O-level preparatory classes in private schools are becoming more popular with private students, with many hoping that the tuition will help them get into a polytechnic.
Private schools said they see more students signing up for these classes despite fewer private candidates taking the O levels in recent years. Last year, there were 1,983 private candidates, down from 2,133 in 2014 and 2,615 in 2013.
The figure was above 3,000 in previous years.
Private schools said the drop in numbers is because students now have more options, such as a wider range of courses at the Institute of Technical Education and private diplomas. But there are those who also want a polytechnic stint before going to work as many harbour hope of earning at least a diploma qualification, so they sign up for preparatory courses.
That is why Kaplan Higher Education launched an intensive course last year to cater to these students. Such courses last up to a year and are geared towards students who need help studying for the O levels. The lessons are usually conducted in groups and take place several times a week.
The course, which started last October, now has 30 students and Kaplan hopes to double the class size for the next intake. Said Ms Elaine Ng, head of Kaplan's O-level preparatory school: "The O levels is a recognised qualification so there's always demand for it from locals and foreigners. Many are young and have a bright future ahead of them, so we are trying to help them gain the qualification to move on to local institutions like the polytechnics."

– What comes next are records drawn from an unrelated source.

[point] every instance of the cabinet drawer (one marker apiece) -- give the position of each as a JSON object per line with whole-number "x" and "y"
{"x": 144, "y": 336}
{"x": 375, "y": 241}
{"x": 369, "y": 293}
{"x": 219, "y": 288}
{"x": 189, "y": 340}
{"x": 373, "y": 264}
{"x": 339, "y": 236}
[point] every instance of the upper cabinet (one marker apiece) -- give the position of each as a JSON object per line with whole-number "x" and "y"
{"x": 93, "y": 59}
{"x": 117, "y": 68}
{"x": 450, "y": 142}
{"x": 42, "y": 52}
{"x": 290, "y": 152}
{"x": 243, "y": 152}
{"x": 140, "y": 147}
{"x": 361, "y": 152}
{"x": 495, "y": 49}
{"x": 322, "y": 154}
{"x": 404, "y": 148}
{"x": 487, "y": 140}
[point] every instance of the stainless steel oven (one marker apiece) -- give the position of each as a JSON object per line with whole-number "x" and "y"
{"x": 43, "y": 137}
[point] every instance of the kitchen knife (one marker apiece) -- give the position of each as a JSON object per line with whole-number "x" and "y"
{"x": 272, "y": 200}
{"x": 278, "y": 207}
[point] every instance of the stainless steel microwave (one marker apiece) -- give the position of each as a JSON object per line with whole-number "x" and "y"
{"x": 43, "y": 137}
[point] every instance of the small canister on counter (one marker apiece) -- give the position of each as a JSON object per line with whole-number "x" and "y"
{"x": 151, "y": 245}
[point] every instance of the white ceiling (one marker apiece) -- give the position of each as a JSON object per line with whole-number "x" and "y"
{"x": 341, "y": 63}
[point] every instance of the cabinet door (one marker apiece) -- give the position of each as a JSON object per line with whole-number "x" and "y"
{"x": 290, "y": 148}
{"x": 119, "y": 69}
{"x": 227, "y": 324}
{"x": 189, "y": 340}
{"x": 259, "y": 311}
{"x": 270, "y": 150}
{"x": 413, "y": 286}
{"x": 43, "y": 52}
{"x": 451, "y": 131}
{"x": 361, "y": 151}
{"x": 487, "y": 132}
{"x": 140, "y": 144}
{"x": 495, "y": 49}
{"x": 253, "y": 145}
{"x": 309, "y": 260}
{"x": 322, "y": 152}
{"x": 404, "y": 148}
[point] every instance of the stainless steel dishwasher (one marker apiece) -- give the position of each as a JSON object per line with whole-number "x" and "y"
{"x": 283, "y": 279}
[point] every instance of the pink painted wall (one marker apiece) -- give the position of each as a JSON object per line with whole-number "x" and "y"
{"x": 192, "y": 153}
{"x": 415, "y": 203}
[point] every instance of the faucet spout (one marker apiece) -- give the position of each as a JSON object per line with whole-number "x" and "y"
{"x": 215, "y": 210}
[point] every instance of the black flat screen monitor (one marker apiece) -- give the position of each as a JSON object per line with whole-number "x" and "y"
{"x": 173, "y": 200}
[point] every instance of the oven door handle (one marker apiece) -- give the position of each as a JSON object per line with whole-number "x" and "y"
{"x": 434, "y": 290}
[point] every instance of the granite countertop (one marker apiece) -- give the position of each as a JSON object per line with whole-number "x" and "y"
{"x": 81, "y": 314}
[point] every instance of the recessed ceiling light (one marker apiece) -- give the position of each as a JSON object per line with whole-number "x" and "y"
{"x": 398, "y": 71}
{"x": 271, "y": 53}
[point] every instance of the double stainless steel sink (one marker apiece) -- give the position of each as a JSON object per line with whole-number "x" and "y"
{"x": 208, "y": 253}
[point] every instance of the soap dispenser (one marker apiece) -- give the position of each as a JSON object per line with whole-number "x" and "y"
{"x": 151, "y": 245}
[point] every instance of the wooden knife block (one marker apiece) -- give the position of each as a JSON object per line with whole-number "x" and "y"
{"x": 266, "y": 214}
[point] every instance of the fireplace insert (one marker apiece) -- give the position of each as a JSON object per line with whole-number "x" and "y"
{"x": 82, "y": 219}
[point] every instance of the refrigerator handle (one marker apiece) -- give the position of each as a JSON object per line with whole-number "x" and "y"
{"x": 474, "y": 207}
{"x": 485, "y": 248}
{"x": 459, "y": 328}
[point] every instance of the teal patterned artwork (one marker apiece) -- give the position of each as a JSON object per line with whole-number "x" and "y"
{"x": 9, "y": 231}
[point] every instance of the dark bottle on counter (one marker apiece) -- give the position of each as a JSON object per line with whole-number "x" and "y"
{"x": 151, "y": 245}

Other private schools have also reported seeing more demand. Depending on the number of subjects students take, course fees range from $3,000 to more than $10,000.
Last year, Penciltutor had 109 full-time students - all Singaporeans or permanent residents - in its O-level preparatory programme, up from 98 in 2013. Principal Ananda Rajan said he expects the figure to rise to 120 this year.
Sense College saw the number of students in its O-level preparatory course grow from 70 in 2013 to almost 100 last year. The school, set up by Yayasan Mendaki, a self-help group for the Malay and Muslim community, expects a 30 per cent increase in enrolment this year.
At YMCA Education Centre, there has been a 40 per cent increase in student intake for its O-level preparatory course over the last three years. It currently has 45 students and expects this number to grow as students join the programme during the year.
A similar course conducted by the Management Development Institute of Singapore (MDIS) College has had "fairly stable" numbers in recent years, taking in about 400 students yearly. Ms Tan Gek Khim, MDIS' senior director, said it hopes to increase the cohort size by 20 per cent this year.
Despite having fewer O-level students, St Francis Methodist School achieved its best results to date - 89.5 per cent of its latest cohort of 19 students passed at least five subjects, beating the national average of 83.8 per cent.
In 2013 and 2014, the school's five-subject pass rates were 25 per cent and 56 per cent respectively. The school attributed the improvement to an extra academic enrichment programme and study camps during holidays it started in 2013.
Students said these preparatory courses are a chance for them to complete secondary school education. Mr Kong Wei left secondary school in 2009 after being suspended for smoking and fighting.
"It's possible to earn a living without the O-level qualification but I realised I had to put in more effort compared with other people," said the 22-year-old, who was working in a logistics services company.
He took his O levels last year and scored B3s for five subjects after enrolling in Sense College. Mr Kong now hopes to study veterinary technology in a polytechnic.